Moderne Unternehmenskultur fehlt

Vermisst wird in patriarchal geführten Unternehmen eine Kultur, die sich auf der Höhe der Zeit bewegt, mit einem höheren Frauenanteil, transparenter Führung, einer gelebten Fehler- und Lernkultur, wertschätzender Kommunikation, Partizipation und flexiblen Arbeitszeitregelungen. Doch gerade Familienunternehmen tun sich schwer darin, ihre Unternehmensstrategien zu modernisieren. 

Zwar sind sie stark im Bewahren von traditionellen Werten wie Zuverlässigkeit und Qualitätsbewusstsein. Auch kennen sie ihre Kunden sehr gut. Dennoch agieren sie nach Ansicht von Studienexpertin Nadine Kammerlander "risikoavers statt experimentell" und "förmlich und starr statt flexibel". Eine Anpassung der Unternehmenskultur haben viele Eigentümerfamilien und patriarchal geführte Unternehmen in den vergangenen Jahren verpasst. 
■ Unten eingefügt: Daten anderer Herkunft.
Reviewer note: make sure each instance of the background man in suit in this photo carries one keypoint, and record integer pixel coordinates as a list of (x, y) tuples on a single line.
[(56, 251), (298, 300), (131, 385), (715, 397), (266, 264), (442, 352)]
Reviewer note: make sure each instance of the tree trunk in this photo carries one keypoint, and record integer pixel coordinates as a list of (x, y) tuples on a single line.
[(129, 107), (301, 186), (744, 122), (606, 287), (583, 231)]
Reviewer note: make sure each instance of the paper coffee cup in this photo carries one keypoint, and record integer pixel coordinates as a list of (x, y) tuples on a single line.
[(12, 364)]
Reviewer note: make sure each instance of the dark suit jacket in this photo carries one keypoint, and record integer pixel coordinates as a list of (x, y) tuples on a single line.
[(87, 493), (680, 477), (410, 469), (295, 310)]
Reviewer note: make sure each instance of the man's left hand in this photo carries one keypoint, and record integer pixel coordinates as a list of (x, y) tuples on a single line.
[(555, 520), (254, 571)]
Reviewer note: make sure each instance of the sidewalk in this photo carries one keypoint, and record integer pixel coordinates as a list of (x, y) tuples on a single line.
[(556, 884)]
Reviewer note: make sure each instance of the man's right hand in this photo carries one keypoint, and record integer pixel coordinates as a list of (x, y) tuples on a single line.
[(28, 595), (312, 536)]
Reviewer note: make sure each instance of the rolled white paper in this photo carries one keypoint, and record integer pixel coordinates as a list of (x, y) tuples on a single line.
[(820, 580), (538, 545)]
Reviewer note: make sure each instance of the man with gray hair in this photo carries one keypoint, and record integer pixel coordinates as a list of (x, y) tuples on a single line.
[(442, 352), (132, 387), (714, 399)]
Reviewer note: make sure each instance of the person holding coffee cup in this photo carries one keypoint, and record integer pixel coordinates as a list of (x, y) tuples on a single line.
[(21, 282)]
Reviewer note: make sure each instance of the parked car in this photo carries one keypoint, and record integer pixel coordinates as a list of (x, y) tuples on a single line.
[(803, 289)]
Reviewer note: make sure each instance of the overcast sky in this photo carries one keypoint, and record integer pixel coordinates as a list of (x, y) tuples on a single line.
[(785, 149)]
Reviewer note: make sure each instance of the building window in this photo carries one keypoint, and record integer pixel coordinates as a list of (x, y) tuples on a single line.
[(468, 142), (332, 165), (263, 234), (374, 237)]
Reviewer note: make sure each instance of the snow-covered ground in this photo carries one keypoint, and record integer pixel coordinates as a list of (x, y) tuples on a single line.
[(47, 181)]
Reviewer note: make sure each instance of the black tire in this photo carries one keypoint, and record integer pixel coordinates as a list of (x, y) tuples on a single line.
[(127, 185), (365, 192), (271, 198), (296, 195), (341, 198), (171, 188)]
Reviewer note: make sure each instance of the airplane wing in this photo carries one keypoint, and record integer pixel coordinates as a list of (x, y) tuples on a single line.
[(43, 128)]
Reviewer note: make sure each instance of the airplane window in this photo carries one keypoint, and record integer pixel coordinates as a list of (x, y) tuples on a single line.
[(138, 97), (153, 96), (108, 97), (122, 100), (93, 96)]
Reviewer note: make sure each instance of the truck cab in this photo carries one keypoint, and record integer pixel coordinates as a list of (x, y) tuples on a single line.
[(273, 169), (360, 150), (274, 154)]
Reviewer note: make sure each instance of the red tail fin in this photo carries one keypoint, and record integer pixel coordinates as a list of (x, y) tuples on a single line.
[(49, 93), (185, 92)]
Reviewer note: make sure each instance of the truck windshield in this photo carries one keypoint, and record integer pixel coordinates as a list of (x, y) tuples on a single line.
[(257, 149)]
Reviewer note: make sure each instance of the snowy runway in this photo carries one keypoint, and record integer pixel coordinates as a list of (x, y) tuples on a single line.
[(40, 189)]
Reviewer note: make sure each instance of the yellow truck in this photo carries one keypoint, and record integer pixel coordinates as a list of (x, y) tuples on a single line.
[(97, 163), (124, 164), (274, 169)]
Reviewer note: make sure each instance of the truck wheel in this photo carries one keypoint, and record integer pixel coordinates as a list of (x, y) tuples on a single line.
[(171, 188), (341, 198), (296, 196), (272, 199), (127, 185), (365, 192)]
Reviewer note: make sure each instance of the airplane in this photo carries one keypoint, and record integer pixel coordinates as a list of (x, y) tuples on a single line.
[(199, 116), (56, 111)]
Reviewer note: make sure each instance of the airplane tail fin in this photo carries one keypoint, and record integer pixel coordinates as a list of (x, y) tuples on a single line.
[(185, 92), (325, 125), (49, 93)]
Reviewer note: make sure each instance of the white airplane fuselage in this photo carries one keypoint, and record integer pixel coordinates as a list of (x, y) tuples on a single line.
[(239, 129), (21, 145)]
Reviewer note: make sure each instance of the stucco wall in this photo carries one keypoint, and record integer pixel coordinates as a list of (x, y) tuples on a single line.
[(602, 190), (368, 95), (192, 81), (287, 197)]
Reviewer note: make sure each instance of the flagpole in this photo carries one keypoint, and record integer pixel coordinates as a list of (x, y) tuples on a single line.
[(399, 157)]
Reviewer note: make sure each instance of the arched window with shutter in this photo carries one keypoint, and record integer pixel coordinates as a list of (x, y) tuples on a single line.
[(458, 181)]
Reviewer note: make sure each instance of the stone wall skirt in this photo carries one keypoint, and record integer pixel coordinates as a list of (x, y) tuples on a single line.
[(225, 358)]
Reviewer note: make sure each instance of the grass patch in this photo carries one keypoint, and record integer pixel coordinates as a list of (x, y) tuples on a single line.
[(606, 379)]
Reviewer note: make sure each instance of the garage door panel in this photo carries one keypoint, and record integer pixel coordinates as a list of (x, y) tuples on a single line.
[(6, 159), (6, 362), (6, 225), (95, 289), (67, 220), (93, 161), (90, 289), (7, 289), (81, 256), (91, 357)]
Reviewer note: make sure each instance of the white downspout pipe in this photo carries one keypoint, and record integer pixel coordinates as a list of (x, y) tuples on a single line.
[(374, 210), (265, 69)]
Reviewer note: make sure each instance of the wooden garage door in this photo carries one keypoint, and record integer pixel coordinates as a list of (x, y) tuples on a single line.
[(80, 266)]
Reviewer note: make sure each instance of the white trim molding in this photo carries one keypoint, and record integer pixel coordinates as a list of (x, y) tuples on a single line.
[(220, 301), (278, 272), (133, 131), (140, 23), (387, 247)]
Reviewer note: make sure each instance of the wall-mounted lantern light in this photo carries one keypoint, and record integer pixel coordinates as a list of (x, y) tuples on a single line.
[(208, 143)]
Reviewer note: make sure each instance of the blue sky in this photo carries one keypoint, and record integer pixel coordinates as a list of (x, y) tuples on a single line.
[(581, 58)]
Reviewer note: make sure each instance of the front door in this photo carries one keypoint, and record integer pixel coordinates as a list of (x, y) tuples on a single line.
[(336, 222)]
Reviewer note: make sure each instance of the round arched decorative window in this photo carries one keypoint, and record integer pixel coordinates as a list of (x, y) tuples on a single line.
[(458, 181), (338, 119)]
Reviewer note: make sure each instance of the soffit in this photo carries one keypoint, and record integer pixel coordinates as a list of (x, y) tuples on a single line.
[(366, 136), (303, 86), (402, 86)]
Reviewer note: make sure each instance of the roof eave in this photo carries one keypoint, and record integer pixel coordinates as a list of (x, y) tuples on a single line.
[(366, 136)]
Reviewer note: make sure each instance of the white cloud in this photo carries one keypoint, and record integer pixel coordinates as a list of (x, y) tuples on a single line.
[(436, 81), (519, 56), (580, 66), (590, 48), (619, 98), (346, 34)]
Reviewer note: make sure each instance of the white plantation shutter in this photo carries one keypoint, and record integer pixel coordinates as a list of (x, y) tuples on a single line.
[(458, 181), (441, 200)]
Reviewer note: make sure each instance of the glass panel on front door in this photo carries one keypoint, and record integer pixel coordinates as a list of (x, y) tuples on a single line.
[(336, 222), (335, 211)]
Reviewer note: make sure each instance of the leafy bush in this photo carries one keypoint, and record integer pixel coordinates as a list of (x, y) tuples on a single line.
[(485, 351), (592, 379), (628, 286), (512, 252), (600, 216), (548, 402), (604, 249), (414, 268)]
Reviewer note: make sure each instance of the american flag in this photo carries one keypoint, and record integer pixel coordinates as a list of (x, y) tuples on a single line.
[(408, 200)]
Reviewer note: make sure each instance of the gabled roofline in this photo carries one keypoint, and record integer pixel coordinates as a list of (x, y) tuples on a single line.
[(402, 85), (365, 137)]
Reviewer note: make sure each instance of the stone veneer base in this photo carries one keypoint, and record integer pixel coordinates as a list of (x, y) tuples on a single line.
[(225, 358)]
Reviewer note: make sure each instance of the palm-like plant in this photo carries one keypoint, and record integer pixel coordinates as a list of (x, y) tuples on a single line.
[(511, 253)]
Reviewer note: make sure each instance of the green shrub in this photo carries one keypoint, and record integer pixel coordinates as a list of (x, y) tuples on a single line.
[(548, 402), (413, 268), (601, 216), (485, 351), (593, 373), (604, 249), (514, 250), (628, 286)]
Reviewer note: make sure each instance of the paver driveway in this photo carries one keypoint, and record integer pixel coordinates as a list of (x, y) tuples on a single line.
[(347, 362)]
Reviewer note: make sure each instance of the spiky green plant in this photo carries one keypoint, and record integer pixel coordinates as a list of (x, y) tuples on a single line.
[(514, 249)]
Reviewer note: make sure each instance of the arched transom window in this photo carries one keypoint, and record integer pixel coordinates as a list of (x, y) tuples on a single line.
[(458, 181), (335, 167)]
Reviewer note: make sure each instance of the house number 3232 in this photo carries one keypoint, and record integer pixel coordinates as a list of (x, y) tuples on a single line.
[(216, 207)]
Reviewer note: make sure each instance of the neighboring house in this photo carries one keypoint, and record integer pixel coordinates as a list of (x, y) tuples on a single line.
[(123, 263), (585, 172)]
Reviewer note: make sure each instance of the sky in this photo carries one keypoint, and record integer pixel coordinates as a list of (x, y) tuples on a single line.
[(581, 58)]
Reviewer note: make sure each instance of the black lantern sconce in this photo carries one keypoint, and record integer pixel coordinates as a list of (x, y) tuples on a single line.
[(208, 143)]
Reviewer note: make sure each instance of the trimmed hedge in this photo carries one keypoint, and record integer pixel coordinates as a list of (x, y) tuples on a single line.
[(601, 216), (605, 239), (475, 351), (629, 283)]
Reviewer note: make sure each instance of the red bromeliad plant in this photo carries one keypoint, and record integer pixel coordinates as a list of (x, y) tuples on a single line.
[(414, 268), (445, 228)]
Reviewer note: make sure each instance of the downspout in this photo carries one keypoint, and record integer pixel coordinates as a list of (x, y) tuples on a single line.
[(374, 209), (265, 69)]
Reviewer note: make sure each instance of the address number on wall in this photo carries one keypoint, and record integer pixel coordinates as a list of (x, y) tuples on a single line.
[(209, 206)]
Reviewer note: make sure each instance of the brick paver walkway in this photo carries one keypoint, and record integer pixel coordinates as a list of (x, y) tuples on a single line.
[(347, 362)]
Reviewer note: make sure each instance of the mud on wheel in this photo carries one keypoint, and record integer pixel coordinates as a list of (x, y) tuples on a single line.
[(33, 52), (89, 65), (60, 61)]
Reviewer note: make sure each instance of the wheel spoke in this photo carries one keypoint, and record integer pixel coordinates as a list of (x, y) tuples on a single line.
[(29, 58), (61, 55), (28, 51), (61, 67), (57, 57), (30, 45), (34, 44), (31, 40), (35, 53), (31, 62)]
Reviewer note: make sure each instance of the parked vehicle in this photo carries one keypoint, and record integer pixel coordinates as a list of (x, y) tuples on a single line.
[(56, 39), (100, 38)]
Die Begriffe 'offene Feedbackkultur' und 'flache Hierarchien' bleiben leider häufig Phrasen für Stellenausschreibungen und die Firmenwebsite. Insbesondere Unternehmen, die viele Jahre lang von der Übermacht eines Patriarchen geprägt worden sind, tun sich häufig schwer damit, sie nachträglich zu implementieren. ( Kati Najipoor-Smith & Thorsten Gerhard in: An der Spitze, Seite 8)

Was den Patriarchen ausmacht

Über den Führungsstil der Familienpatriarchen geben die Studienergebnisse und freien Antworten der Befragten Auskunft: Der Patriarch versteht sich als Lenker, nicht als Coach. Er erwartet weitgehende Anwesenheit vor Ort, will sein Management nicht im Homeoffice erreichen müssen. Und, er akzeptiert Führung ausschließlich als Vollzeitjob. Besonders Familienunternehmen hinken laut Studie auf gleich mehreren Ebenen der Entwicklung hinterher.

Nur 22,5 Prozent haben sich modernen Führungskonzepten wie "Führen in Teilzeit" oder "Führen im Tandem" geöffnet. Auch kommuniziert wird traditionell durch die Hierarchieebenen von oben nach unten. Wobei Kaskadenkommunikation insgesamt im Mittelstand überwiegt und noch in 57,1 Prozent aller Unternehmen praktiziert wird. Familienunternehmen halten ihre Angelegenheiten allerdings besonders wachsam unter Verschluss. Sie kommunizieren weniger offen und transparent als der Durchschnitt. Ihr Motto zum Schutz der Privatsphäre lautet: Was in der Familie passiert, bleibt in der Familie. 

Und wo bleibt die Matriarchin?

An der Spitze von eigentümergeführten Unternehmen hat noch immer der Mann das Sagen. Der Frauenanteil unter den Führungskräften ist in Familienunternehmen mit zwölf Prozent besonders niedrig. In den übrigen Unternehmen erreicht er 17 Prozent. Das ist der Spitzenwert seit Beginn der Befragungen im Jahr 2011. Tendenz immerhin steigend, denn die Generation Y lässt bereits 23 Prozent weibliche Führung zu und erweckt damit die Hoffnung auf mehr Geschlechtergerechtigkeit nach Generationswechseln in den Führungsetagen.